“Nesnelerin İnterneti” son yıllarda oldukça popüler bir kavram.
Peki ama ne ola bu “Nesnelerin İnterneti”? Gelin hemen lafı uzatmadan bu kavramı inceleyelim.
Nesnelerin İnterneti Nedir?
Nesnelerin İnterneti (Internet of Things, IoT) aslında çok yeni bir kavram değil. Teknoloji şirketleri on yıllardır bu kavram üzerine tartışıyorlar. Nesnelerin İnterneti tabiri 1990’ların sonunda girişimci Kevin Ashton tarafından bulundu. Ashton aynı zamanda MIT’de çalışan bir bilgisayar bilimcisi ve bu kavram üzerine yıllardır kafa yoran bir isim. 1999’da ortaya atılan bu ifade o günden beri pek çok teknoloji insanının gündeminde yer alıyor.
Nesnelerin İnterneti temel olarak şöyle bir anlam taşıyor: Sadece cep telefonu ya da bilgisayar değil; artık buzdolabı, aydınlatma sistemleri, çamaşır makineleri gibi cihazlar da internet aracılığı ile birbirine bağlı olacak ve bu cihazlar kullanıcısına bilgi verebilecek.
Yani akıllı telefonunuz sayesinde hayatınızın pek çok alanını kontrol edebileceksiniz.
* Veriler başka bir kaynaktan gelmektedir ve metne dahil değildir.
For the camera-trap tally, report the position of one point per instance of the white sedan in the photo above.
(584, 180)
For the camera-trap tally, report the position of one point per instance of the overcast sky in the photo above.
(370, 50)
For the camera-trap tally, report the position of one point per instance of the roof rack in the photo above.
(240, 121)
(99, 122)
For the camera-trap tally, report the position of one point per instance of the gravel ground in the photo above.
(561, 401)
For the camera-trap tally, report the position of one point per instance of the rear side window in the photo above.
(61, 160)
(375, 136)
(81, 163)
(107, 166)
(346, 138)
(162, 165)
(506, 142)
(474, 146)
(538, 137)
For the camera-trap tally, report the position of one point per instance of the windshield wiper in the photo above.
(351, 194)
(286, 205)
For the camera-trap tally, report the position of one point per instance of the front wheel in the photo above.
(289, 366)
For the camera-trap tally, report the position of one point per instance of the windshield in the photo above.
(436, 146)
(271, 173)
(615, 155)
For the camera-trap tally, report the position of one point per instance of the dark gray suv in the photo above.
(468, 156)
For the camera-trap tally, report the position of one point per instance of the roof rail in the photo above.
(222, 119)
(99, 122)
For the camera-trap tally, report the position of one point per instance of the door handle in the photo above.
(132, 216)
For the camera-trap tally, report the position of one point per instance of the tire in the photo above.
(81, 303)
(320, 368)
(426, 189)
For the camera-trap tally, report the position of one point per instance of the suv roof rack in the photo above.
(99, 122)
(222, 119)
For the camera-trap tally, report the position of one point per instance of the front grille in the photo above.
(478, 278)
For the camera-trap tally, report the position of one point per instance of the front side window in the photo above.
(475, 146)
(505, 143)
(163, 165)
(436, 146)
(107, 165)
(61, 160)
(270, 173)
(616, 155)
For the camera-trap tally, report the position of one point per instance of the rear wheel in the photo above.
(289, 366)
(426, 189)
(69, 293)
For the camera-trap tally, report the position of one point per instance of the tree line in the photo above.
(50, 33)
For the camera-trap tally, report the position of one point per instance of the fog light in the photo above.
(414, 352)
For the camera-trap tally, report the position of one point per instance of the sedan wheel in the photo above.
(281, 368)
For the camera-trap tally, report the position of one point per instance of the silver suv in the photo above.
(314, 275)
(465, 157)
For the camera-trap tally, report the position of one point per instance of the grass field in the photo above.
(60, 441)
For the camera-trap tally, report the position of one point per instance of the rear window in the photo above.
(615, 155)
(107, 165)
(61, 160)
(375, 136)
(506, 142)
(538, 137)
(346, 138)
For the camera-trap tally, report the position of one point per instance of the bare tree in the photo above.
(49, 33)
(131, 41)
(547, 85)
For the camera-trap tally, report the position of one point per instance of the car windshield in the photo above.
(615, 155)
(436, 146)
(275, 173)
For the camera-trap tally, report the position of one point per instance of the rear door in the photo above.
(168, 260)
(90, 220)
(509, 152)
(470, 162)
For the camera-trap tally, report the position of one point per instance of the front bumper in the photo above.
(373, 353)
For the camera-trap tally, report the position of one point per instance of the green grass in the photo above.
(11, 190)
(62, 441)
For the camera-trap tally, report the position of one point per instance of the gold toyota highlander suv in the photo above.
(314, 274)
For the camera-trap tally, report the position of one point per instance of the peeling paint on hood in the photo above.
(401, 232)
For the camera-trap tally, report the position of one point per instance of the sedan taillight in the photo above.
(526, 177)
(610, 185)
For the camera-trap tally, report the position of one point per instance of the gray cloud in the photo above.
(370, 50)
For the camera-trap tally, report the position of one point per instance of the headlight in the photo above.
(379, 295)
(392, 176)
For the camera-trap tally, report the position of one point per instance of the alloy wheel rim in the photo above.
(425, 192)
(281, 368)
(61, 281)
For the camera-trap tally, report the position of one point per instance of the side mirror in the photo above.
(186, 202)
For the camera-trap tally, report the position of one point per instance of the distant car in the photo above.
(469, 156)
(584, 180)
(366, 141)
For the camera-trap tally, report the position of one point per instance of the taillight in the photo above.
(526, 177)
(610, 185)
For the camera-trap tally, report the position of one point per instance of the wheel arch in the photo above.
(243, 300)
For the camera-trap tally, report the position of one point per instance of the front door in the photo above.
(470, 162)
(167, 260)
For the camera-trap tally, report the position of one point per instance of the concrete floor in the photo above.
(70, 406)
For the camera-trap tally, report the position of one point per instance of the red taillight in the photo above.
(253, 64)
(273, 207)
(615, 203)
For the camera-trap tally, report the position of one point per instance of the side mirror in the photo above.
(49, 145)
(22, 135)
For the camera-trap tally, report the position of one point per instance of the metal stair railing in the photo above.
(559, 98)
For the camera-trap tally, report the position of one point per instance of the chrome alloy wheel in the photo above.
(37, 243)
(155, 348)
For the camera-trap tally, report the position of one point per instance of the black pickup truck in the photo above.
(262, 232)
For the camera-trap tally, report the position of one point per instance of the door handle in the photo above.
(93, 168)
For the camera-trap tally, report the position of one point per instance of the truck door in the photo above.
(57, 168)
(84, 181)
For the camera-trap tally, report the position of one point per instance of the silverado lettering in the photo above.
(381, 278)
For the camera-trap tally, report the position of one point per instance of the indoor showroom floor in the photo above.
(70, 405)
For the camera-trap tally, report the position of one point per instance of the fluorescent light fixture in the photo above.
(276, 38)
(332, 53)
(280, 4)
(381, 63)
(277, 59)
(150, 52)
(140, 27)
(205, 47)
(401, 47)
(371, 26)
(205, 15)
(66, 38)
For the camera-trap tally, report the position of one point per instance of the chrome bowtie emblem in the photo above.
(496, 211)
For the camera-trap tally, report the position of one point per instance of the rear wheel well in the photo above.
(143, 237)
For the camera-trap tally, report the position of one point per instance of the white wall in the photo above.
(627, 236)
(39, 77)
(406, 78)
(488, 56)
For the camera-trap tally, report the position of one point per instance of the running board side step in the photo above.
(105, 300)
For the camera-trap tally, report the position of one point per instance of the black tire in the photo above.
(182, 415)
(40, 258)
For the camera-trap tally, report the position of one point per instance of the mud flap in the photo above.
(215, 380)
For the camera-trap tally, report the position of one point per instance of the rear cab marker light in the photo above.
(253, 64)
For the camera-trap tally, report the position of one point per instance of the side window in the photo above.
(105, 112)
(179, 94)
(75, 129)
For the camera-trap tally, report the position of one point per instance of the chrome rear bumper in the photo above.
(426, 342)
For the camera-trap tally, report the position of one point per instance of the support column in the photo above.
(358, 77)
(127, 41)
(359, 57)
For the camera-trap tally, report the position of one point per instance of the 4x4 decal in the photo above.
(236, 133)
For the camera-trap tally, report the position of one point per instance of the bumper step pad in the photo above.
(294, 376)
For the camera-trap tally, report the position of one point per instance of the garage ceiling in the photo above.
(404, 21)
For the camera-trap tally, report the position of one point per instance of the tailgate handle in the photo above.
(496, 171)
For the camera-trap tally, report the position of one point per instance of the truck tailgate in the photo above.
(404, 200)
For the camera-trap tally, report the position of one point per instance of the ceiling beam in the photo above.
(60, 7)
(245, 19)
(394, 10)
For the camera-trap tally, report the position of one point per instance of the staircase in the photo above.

Siz eve gelmeden yarım saat önce kombiniz evinizi ısıtacak, duşa girdiğiniz anda kahve suyunuz ısınmaya başlayacak, otoparklarda boş yere dönüp durmaktan kurtalacaksınız, zira aracınız kendi kendine boş park alanı tespit edebilecek.
Buzdolabınızın Yemek Tarifi Önermesini İster Misiniz?
Örneğin muhafaza ettiği gıdalarla yapılabilecek yemek tarifleri veren ya da süt miktarı azalınca siz işten çıkıp eve dönerken “Süt azaldı. Marketten süt almalısın” diye mesaj gönderen bir buzdolabı düşünün…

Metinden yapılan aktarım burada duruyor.